Milizen sollen entwaffnet werden: Merkel: Staaten haben sich auf Waffenembargo geeinigt

Die Libyenkonferenz in Berlin hat den Weg zu einem Waffenstillstand bereitet. Den Erfolg führt Merkel auch auf die Zusammenarbeit Europas zurück.

Die Teilnehmer der Berliner Libyen-Konferenz haben sich nach Angaben von Kanzlerin Angela Merkel (CDU) auf umfassende Schritte für eine politische Lösung geeinigt. „Wir können feststellen, dass alle einig sind, dass wir das Waffenembargo respektieren wollen“, sagte Merkel am Sonntagabend in Berlin. Es solle schon bald ein erstes weiteres Treffen geben, das die Grundlage für einen gefestigten Waffenstillstand schaffen solle. Aktuell gibt es in dem Bürgerkriegsland nur eine Waffenruhe.

Übereinstimmung bestehe auch darin, dass es keine militärische Lösung für den Konflikt gebe und solche Versuche das Leid der Menschen nur vergrößern würden. Merkel sprach von einem neuen politischen Anlauf und einem Impuls zur Unterstützung der Bemühungen der Vereinten Nationen in dem Bürgerkriegsland.

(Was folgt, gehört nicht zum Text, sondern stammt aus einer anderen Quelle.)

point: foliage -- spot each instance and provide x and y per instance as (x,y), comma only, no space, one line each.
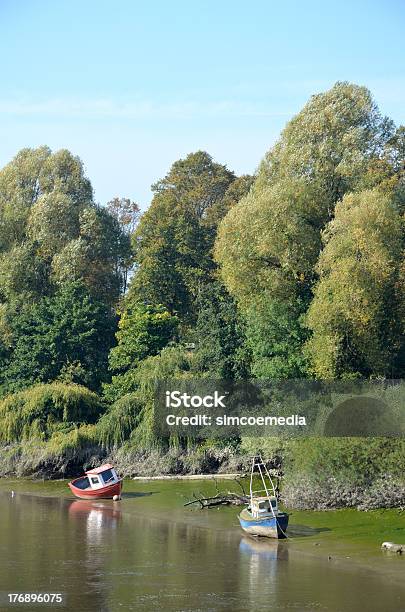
(43,410)
(143,331)
(117,424)
(47,214)
(219,336)
(67,335)
(173,242)
(358,304)
(269,243)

Zudem sollen internationale Anstrengungen zur Überwachung des Embargos verstärkt werden, heißt es in einer Erklärung von 16 Staaten und Organisationen. Gefordert wird eine umfassende Demobilisierung und Entwaffnung der Milizen. Verletzungen eines Waffenstillstandes sollen sanktioniert werden.

EU-Positionen näher zusammengerückt

EU-Kommissionspräsidentin Ursula von der Leyen erklärte, sie sei mit den Ergebnissen der Konferenz zufrieden. Die europäischen Partner haben sich nach den Worten von Bundeskanzlerin Angela Merkel bei ihren Positionen im Libyen-Konflikt deutlich angenähert. Auch Europa habe dazu beigetragen, dass dieser Erfolg der Libyen-Konferenz in Berlin möglich geworden sei, sagte Merkel am Sonntagabend in Berlin.

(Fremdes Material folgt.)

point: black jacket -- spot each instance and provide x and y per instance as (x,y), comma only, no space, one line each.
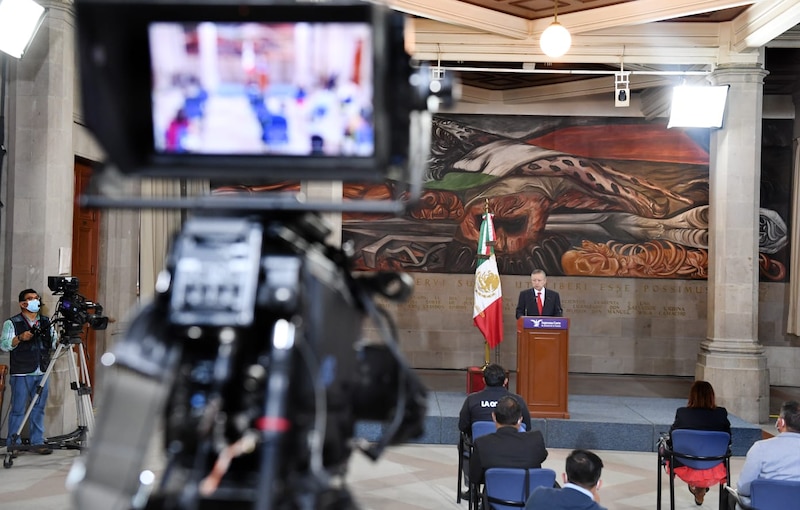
(506,448)
(526,305)
(480,405)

Sie verwies dabei unter anderem auf den französischen Präsidenten Emmanuel Macron, auf Italiens Ministerpräsident Giuseppe Conte, den britischen Premierminister Boris Johnson und den EU-Außenbeauftragten Josep Borrell.

Die Europäer hatten teilweise unterschiedliche Parteien in dem Bürgerkrieg unterstützt. Sie habe jetzt das Gefühl, dass die Europäer näher beieinander seien als noch vor zwei Jahren.

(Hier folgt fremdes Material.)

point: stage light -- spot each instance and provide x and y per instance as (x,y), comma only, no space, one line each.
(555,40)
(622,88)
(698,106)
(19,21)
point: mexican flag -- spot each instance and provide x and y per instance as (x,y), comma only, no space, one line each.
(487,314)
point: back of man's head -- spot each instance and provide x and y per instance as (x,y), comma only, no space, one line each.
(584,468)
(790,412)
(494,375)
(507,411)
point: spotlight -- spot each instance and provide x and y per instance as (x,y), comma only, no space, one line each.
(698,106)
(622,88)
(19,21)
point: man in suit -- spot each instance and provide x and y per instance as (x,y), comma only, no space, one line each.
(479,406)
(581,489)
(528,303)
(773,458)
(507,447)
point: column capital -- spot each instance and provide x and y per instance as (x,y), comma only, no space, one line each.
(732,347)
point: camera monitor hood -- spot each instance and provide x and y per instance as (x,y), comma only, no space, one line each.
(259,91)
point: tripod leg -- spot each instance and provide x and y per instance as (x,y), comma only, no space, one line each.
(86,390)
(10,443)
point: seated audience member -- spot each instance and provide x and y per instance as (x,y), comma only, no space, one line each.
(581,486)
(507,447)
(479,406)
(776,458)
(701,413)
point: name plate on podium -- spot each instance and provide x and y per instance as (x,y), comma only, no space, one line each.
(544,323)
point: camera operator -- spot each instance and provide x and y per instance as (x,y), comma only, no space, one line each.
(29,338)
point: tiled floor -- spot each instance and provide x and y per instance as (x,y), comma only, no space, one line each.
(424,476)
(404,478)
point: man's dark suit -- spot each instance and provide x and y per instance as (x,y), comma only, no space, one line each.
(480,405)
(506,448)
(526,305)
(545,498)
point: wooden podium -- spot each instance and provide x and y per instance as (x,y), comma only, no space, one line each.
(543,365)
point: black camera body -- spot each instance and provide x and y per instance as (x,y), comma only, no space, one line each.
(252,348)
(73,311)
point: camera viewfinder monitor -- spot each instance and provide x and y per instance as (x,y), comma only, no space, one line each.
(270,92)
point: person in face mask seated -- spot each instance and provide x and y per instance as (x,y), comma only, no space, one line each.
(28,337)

US-Außenminister Mike Pompeo, der türkische Präsident Recep Tayyip Erdogan und Russland Präsident Wladimir Putin verließen die Berliner Libyen-Konferenz bereits wieder.

Das Papier formuliert einen neuen politischen Prozess, der eine Stärkung der zentralen Institutionen zum Ziel hat und auf eine Rückkehr zum politischen Prozess unter Führung der Vereinten Nationen abzielt. Eine Reform des Sicherheitssektors müsse das Gewaltmonopol des Staates wieder herstellen, heißt es darin.

Konferenz fordert gerechte Verteilung der Öleinnahmen des Landes

Gefordert wird die Respektierung des humanitären Völkerrechts und der Menschenrechte. Wer für Angriffe auf Zivilisten und bewohnte Gebiete, Entführungen, außergerichtliche Tötungen und sexuelle Gewalt, Folter und Menschenschmuggel verantwortlich sei, müsse zur Verantwortung gezogen werden. Die Konferenz fordert auch eine transparente und gerechte Verteilung der Öleinnahmen in dem Land.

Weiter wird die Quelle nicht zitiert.